The 4K transfer was digitally restored from the 35 mm original camera negative supervised by Mr. Brooks. The result is a natural, film source presentation filled with more film grain that I would like, but the overall color is sharp and detail is not lacking. Reference the screen-filling scene in which Daniel has a snowmobiling accident in the snowy and bright outdoors.
Best extras: Criterion, known for a generous supply of bonus content for each of its releases, sightly under delivers here with only a trio of featurettes.
First, and best of the bunch, is a 28-minute, socially distanced discussion between Mr. Brooks and filmmaker Robert Weide from late last year.
They discuss movie specifics such as the opening scene (originally discouraged by the Warner executives); Mr. Brook’s mission to take religion out of the afterlife; the design of Judgment City; musical score; and variations on the ending.
More detailed points include what happened to the nine pies in a famous restaurant scene, how they made baby Daniel cry and Mr. Brooks‘ first meeting of Miss Streep at a party hosted by Carrie Fisher. Of course, throughout, the 73-year-old, acerbic comedian is as funny as ever.
Next, viewers get 12 minutes of archival interviews with Mr. Brooks, Miss Grant and Torn recorded for the talk show “Crook and Chase” in 1991. They separately dissect their roles and the origins of casting and working with the director and thoughts on the afterlife, but mainly Mr.

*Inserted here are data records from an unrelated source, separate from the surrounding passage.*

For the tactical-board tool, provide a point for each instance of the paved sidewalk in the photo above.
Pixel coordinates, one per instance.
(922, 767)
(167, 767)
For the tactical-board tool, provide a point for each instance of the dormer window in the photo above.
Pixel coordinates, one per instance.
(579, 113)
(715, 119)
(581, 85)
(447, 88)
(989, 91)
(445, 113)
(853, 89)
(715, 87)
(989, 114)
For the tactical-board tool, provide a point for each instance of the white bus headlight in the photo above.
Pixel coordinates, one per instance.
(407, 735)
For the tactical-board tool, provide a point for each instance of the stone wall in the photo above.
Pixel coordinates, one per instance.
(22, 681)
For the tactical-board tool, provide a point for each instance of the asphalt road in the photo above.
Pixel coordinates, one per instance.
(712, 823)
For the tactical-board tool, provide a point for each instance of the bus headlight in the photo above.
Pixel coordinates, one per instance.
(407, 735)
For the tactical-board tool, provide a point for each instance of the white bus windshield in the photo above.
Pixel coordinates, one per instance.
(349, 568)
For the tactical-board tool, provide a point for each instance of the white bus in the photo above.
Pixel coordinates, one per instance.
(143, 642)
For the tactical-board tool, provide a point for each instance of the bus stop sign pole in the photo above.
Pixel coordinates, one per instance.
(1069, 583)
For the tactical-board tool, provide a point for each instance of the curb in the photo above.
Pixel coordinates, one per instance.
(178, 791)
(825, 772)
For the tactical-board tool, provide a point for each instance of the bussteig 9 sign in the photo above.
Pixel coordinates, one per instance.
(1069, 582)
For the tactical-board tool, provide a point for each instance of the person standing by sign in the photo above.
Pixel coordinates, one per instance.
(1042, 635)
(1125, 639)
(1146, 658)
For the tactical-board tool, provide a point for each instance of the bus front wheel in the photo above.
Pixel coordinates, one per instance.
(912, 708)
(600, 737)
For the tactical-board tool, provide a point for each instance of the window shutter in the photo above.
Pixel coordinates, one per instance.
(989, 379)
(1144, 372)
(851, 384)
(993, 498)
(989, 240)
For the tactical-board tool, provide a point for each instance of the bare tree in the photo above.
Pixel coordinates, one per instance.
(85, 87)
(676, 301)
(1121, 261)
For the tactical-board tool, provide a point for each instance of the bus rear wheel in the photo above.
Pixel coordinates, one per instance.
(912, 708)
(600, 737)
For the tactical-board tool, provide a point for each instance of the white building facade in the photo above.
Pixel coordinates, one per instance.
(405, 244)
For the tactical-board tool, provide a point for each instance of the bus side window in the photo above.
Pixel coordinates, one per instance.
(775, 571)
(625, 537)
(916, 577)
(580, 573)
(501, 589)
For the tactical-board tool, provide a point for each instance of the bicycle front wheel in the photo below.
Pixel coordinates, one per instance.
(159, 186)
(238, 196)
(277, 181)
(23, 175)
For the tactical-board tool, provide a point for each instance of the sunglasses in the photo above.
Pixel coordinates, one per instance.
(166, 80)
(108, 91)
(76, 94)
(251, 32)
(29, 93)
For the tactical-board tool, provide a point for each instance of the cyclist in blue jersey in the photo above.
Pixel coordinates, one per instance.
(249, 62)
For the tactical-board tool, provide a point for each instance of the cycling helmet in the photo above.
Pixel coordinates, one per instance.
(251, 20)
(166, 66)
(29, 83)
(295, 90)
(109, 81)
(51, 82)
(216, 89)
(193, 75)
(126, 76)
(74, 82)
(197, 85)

Brooks describes his process of shooting, writing and acting in the same film.
Finally, critic and theologian Donna Bowman takes 21 minutes to dive into the movie’s deep meaning, touching on grand themes of the human condition, morality and judgement.
The majority of her time is spent offering a lesson in existentialism and even comparing Mr. Brooks to Jean Paul Sartre and Søren Kierkegaard, However, one thing I learned is that analyzing religion and comedy is a fool’s errand. She talks and therefore I ignore.
Additionally, the Blu-ray package has a 12-page, foldout paper insert looking like a faux visitor’s guide to Judgment City. The insert contains amusing advertisements, a brief explanation of the film’s restoration and an essay on “Defending Your Life” from director Ari Aster adapted from a longer magazine piece about Mr. Brooks‘ movies.